Weekend Snow Looking Likely
Greg Wilson/Anderson Observer
Beginning in the wee hours of Saturday morning, Anderson County could see a covering of snow, perhaps a great deal of it, arriving under cover of night and settling in for the weekend.
The first flakes are expected to cross the border from the mountains into the foothills, where the snow will take hold, and, with the air colder, the ground more willing to accept the bargain. By the small hours of Saturday morning, the Piedmont—Anderson included—should find itself beneath a deepening, whitening sky, as the storm organizes and begins to show its character: not a sloppy Southern slush, but a dry, powdery snow more often associated with places that have learned to expect such things.
The math favors snow. Snow-to-liquid ratios in the range of 15:1 or higher mean that modest moisture will be spun into generous accumulations, not in conversational flurries the area normally might see in January, but in inches that bend branches and redraw landscapes. For Anderson and the adjoining foothills, more than two inches appears not just possible but likely, while heavier, localized bands may carve narrow corridors of deeper accumulation, in the sort of arbitrary favoritism that winter storms are known to show. Before the snow fully asserts itself, a prelude of rain or a rain-snow mix may briefly glaze roads and sidewalks, laying down a thin, treacherous underlayer that no one will see until they feel it underfoot or under tire.
On Saturday in Anderson temperatures are expected to remain below freezing throughout the day, while a persistent wind—with gusts greater than 20 mph—will rearrange the light, powdery snow into new drifts and momentary white curtains, reducing visibility and turning ordinary drives into small negotiations with risk. By nightfall, the cold sharpens further: lows sink into the teens, and a wind that strips away any illusion of comfort, pushing wind chills toward the single digits to near zero.

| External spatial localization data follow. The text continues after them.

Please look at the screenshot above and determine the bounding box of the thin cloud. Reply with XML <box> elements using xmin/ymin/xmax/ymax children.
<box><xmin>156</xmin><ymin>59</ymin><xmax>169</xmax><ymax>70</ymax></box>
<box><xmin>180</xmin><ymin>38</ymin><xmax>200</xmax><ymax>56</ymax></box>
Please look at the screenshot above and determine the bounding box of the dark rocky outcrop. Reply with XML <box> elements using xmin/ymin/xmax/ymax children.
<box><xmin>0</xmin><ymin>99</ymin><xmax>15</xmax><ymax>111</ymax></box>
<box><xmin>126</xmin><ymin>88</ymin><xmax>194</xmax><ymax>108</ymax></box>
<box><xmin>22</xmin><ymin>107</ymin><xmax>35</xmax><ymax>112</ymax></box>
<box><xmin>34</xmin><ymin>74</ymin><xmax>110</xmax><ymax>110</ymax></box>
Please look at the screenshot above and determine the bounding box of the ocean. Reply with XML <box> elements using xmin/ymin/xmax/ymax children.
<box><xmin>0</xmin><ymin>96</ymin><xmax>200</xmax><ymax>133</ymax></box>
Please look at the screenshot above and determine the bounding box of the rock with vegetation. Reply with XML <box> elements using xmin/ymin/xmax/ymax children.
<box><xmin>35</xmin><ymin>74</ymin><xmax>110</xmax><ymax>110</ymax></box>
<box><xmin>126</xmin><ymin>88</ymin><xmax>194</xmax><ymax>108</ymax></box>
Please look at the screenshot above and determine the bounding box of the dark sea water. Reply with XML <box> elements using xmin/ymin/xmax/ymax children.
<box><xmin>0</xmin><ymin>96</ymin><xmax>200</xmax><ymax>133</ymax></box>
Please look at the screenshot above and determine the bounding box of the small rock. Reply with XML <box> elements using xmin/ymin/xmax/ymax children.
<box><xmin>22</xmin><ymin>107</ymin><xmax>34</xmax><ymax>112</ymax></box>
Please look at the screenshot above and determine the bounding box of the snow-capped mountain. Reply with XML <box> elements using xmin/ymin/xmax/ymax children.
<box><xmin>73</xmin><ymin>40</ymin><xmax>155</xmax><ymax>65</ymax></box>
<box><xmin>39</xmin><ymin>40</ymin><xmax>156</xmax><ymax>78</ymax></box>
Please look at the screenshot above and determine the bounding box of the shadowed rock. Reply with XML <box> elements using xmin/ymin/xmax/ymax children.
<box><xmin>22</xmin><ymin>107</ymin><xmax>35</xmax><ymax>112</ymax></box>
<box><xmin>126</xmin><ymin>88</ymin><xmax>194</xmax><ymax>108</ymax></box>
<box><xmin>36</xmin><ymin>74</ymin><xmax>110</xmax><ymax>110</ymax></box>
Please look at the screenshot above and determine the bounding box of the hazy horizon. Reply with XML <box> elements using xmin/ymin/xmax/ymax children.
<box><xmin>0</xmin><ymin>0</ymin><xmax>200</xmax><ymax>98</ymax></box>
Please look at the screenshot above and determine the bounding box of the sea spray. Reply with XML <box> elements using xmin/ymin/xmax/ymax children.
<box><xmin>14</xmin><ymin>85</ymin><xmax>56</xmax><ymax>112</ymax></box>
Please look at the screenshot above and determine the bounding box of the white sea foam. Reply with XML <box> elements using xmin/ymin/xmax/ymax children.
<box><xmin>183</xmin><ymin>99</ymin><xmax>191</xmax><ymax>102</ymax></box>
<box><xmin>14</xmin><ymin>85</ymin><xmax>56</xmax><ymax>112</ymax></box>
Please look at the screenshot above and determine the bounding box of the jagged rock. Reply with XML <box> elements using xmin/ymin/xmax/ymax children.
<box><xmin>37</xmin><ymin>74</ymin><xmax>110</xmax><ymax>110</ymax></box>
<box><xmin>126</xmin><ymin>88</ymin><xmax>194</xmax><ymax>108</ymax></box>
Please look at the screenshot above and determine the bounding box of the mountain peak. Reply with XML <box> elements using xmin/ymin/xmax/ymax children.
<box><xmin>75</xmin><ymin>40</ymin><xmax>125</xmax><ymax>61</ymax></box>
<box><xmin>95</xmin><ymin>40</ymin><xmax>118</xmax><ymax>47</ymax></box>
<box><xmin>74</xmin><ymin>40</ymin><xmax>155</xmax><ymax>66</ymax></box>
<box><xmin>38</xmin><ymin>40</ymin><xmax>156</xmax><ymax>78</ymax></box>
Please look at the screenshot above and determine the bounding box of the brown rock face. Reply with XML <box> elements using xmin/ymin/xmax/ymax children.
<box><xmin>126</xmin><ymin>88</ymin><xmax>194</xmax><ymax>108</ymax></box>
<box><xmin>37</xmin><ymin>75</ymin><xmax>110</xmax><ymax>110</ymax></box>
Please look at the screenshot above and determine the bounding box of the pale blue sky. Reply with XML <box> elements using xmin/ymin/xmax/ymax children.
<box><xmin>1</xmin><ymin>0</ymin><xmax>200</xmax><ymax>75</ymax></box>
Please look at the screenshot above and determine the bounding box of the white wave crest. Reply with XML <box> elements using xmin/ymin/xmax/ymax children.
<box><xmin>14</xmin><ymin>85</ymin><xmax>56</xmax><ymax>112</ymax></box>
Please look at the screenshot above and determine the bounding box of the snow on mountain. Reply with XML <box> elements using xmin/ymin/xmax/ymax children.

It is in the aftermath, roads that are merely hazardous during the storm harden into rutted, slick, frozen surfaces overnight; what melts in the thin warmth of Sunday (forecast high of 37) afternoon refreezes with a kind of grim efficiency by dawn. For Anderson, the cold will linger beyond the drama of the storm itself, with lows in the teens or below at least through Tuesday, when sunny daytime highs are expected to reach the upper 40s.